Relationship Advice Inspired by National Coming Out Day

October 15, 2009 by

The relationship advice in this article is not set in stone.  Rather it is something for you to consider.  Relationship troubles of all kinds may involve one person keeping a secret from the other.  Sometimes the secret may be minimal (what you got a person for Christmas) and sometimes the secrets can be more insidious (affairs, a person in the family being diagnosed with a mental illness).  We may have heard the statement, “We are all as sick as our secrets.”  However, how do we decide when and to whom to tell?  What criteria do we use to make our decision in which to tell another person?  It seems that the decision about whether or not to tell someone else something about ourselves that they did not previously know should be made with great care, so that we get the results that we want.  Some relationship advice from many experts is to never keep a secret.  Other experts say that some things should “go to the grave”.  These people are not living your life.    You have the right to make decisions that will benefit you in your life.

National Coming Out Day is October 11.   While this is a day set aside to honor the decision some GLBTQ persons make to come out to others, it also seems that this can be a day for all of us to look at what things we may be keeping secret from others (or maybe from ourselves) and whether or not that is something we can make a decision about whether to tell another person.  It may be that GLBTQ people can offer some perspective and maybe some relationship advice on how to make this decision.  Certainly this is a road almost every GLBTQ person has traveled—and maybe their journey has value to others in their decision-making process.

Relationship Advice versus Guidelines

What I have here are some guidelines to consider along the way:

1.    Obtain support, if possible.  It may be that you are in the beginning stage of this process and you may be telling this person hoping to obtain support but, as much as possible, try to find people who may have gone through something similar.  A relationships counselor or therapist (especially with relationship training) can offer an objective perspective to assist in the decision-making process.

2.    Do a pros and cons list of coming out with this piece of information to this person.  What are the benefits?  What are the risks?  Write them down.  This can make things much more clear when we write something down and get it out of our heads.

3.    Decide what it is you want from the person.  What, specifically, do you want them to know?

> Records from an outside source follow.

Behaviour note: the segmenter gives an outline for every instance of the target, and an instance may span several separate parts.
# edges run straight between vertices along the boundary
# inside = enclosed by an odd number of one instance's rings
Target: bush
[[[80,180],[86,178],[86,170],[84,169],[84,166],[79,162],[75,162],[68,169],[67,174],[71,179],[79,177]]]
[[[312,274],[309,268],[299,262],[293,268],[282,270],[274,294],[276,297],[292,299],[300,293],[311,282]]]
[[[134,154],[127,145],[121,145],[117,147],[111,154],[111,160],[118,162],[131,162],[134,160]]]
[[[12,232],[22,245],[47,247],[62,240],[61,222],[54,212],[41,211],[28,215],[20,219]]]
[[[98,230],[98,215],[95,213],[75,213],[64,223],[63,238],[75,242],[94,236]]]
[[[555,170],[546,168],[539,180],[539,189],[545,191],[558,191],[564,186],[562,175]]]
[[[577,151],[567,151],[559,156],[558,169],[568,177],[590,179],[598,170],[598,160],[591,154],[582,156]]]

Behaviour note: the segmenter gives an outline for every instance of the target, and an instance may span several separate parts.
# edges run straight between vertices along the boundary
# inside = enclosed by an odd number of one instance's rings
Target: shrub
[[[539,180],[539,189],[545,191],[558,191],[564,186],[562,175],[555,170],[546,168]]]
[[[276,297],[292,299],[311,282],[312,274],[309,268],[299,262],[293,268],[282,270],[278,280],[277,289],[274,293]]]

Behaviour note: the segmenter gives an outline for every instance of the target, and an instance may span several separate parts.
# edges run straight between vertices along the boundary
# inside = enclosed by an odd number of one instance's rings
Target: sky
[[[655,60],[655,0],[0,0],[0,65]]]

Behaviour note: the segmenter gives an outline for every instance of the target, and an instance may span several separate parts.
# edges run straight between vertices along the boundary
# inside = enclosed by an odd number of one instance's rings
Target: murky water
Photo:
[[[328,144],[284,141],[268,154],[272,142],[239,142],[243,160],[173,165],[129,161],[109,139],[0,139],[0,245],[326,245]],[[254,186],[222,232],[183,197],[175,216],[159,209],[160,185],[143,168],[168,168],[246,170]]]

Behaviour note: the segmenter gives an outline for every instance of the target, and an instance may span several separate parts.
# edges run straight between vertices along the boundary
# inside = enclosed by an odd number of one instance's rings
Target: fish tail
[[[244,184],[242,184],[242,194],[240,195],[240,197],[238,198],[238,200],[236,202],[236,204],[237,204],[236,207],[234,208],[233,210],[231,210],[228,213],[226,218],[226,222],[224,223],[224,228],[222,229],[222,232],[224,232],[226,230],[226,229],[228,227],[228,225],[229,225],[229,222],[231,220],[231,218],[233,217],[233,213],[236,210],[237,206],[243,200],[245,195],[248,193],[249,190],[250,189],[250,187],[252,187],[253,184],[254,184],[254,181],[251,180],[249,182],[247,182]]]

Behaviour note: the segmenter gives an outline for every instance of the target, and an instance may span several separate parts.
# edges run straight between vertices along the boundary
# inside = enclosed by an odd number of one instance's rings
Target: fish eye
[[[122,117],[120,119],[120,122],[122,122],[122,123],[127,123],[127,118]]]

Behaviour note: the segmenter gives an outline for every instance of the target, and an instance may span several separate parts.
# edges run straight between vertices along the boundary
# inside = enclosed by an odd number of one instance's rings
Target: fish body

Why is it you want this person to know?  Do you want emotional support?  Financial support?

4.    Whatever your decision is, decide on a reward befitting the decision.   No matter how it goes, give yourself some reward, whether a very positive pat on the back or going on a hike or buying a book you have been wanting to buy.  If nothing else and you decide not to tell the person, at least you can put it behind you.

5.    If you decide to tell the person, decide what you will do if it does not go well.  Call a friend?  Call your relationship counselor?  Have a safe place to go?  Have this planned out well in advance so that you don’t have to make this up at the last moment.  This is very important relationship advice.

I hope that this relationship advice  in the form of these guidelines are helpful in assisting you in making your decision and keeps you from relationship troubles.  There is no right way to go about this although others that you may talk to may tell you that what happened to them (positive or negative) is your destiny too.  You can take the relationship advice in these guidelines and apply them to your life as you see fit since ultimately, the decision is yours.